C’est le groupe « for­ma­tion » qui obtient les résul­tats les plus con­crets, avec la créa­tion des semaines européennes, dev­enues par la suite semaines Athens.

Une uni­ver­sité de tech­nolo­gie à Paris
Peu de temps avant le terme de ma prési­dence de Paris­Tech, j’ai fait procéder, avec l’aide d’un jeune poly­tech­ni­cien sta­giaire, à un sondage trot­toir dans le Quarti­er latin sur la notoriété et la puis­sance évo­ca­trice de Paris­Tech, auprès de jeunes étrangers fréquen­tant Paris au mois d’août : seuls 5 sur 40 savaient ce qu’était Paris­Tech, mais pour plus de la moitié des autres ce nom évo­quait une uni­ver­sité de tech­nolo­gie à Paris.

Un MIT à la française ?

En 2006, le Par­lement vote la « loi de pro­gramme pour la recherche », à la fois loi de pro­gram­ma­tion et loi d’orientation, créant notam­ment les Pôles de recherche et d’enseignement supérieur (PRES).

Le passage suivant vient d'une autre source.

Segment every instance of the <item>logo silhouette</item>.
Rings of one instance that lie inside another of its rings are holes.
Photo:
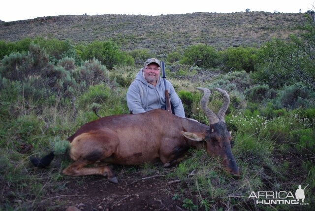
[[[306,188],[308,184],[304,188],[302,189],[301,185],[299,185],[299,189],[297,189],[295,191],[295,198],[299,201],[299,199],[302,199],[302,202],[304,203],[304,199],[305,199],[305,195],[304,194],[304,190]]]

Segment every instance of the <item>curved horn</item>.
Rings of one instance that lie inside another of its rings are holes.
[[[224,116],[225,115],[226,110],[227,110],[227,108],[228,108],[228,105],[230,104],[230,97],[228,96],[228,94],[225,90],[221,89],[220,88],[215,88],[215,89],[223,95],[223,97],[224,99],[224,102],[223,103],[223,105],[218,112],[218,117],[221,121],[225,122],[224,121]]]
[[[210,94],[211,93],[210,90],[205,88],[197,87],[197,89],[203,91],[203,97],[202,97],[200,101],[200,105],[208,117],[209,123],[211,125],[219,122],[219,119],[218,118],[218,116],[217,116],[213,111],[208,107],[208,103],[209,102],[209,99],[210,97]]]

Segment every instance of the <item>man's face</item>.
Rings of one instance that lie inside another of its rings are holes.
[[[143,70],[143,76],[149,83],[156,85],[159,76],[159,67],[155,63],[149,64]]]

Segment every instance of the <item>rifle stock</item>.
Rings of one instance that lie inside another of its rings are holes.
[[[169,98],[169,91],[166,89],[166,82],[165,81],[165,78],[166,77],[165,75],[165,67],[163,61],[161,61],[161,66],[162,66],[162,76],[163,80],[164,81],[164,85],[165,86],[165,108],[167,111],[172,112],[172,107],[171,106],[171,100]]]

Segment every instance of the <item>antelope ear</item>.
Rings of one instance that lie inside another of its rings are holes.
[[[182,131],[182,134],[187,139],[197,141],[204,140],[206,137],[206,134],[204,133],[188,133]]]

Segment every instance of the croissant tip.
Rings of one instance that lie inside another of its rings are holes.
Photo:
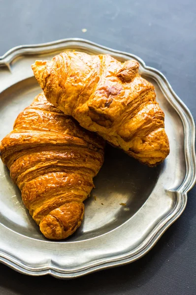
[[[43,74],[46,69],[48,62],[48,60],[36,60],[32,64],[34,76],[42,89],[44,88],[42,79]]]

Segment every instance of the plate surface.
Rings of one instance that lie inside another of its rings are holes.
[[[0,261],[28,274],[74,278],[139,258],[183,212],[196,180],[194,120],[165,78],[137,57],[85,40],[19,46],[0,58],[0,140],[41,91],[31,64],[73,49],[138,61],[141,75],[154,85],[164,112],[170,153],[163,163],[150,168],[107,146],[104,163],[95,178],[96,188],[85,202],[84,221],[75,234],[61,241],[42,235],[0,161]]]

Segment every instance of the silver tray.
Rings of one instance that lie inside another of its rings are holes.
[[[163,164],[150,168],[108,146],[95,179],[97,188],[85,202],[84,222],[62,241],[41,235],[0,161],[0,261],[27,274],[75,278],[138,259],[179,217],[196,181],[194,121],[165,78],[135,56],[85,40],[19,46],[0,58],[0,140],[41,90],[31,64],[72,49],[138,61],[141,74],[155,86],[165,113],[170,153]]]

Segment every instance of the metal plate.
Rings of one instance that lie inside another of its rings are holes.
[[[155,86],[165,113],[170,153],[163,164],[150,168],[108,146],[95,179],[97,188],[85,202],[82,225],[61,241],[49,241],[41,235],[0,161],[0,261],[27,274],[74,278],[139,258],[183,212],[187,193],[196,180],[194,120],[165,78],[137,57],[85,40],[19,46],[0,58],[0,140],[41,90],[31,64],[72,49],[139,62],[140,74]]]

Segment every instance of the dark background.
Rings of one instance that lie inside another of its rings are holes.
[[[17,45],[68,37],[140,57],[166,76],[196,119],[195,0],[0,0],[0,56]],[[196,191],[140,260],[69,281],[29,277],[0,264],[0,295],[195,295]]]

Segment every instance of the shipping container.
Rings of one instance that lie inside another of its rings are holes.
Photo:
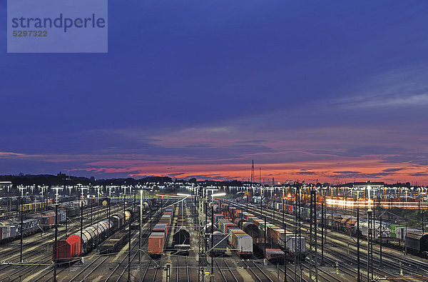
[[[163,253],[165,233],[162,232],[153,232],[148,237],[149,255],[161,255]]]

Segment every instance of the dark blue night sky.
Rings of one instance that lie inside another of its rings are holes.
[[[428,1],[108,5],[106,54],[0,21],[0,174],[428,183]]]

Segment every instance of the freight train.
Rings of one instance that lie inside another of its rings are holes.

Par­mi les vingt-sept pôles, Paris- Tech trou­ve, dès la pre­mière vague en 2007, la recon­nais­sance, à la fois de ses réal­i­sa­tions et de son car­ac­tère struc­turant de l’enseignement supérieur français.

Une entité non local­isée et sans université

Pen­dant qua­tre ans, les dix écoles de Paris­Tech (ENSAE Paris­Tech et l’X avaient rejoint les fon­da­tri­ces en 2007), puis les douze (avec l’arrivée en 2009 d’HEC Paris et d’IOGS), mul­ti­plient les chantiers visant à con­stru­ire le « futur MIT à la française » : chantiers opéra­tionnels, avec de nom­breux pro­jets en matière de for­ma­tion ini­tiale et con­tin­ue, de recherche, d’innovation, de rela­tions inter­na­tionales, de com­mu­ni­ca­tion, de rela­tions avec les entre­pris­es ; chantiers insti­tu­tion­nels, avec des travaux au niveau des directeurs pour imag­in­er les trans­ferts de com­pé­tences et le meilleur statut pour un ensem­ble plus intégré.

Des initiatives concrètes

Si, au plan insti­tu­tion­nel, les avancées se sont révélées laborieuses, le bilan des ini­tia­tives con­crètes a été très impor­tant, grâce à une intense activ­ité col­lec­tive, où toutes les écoles, sans excep­tion, ont joué le jeu de la coopération.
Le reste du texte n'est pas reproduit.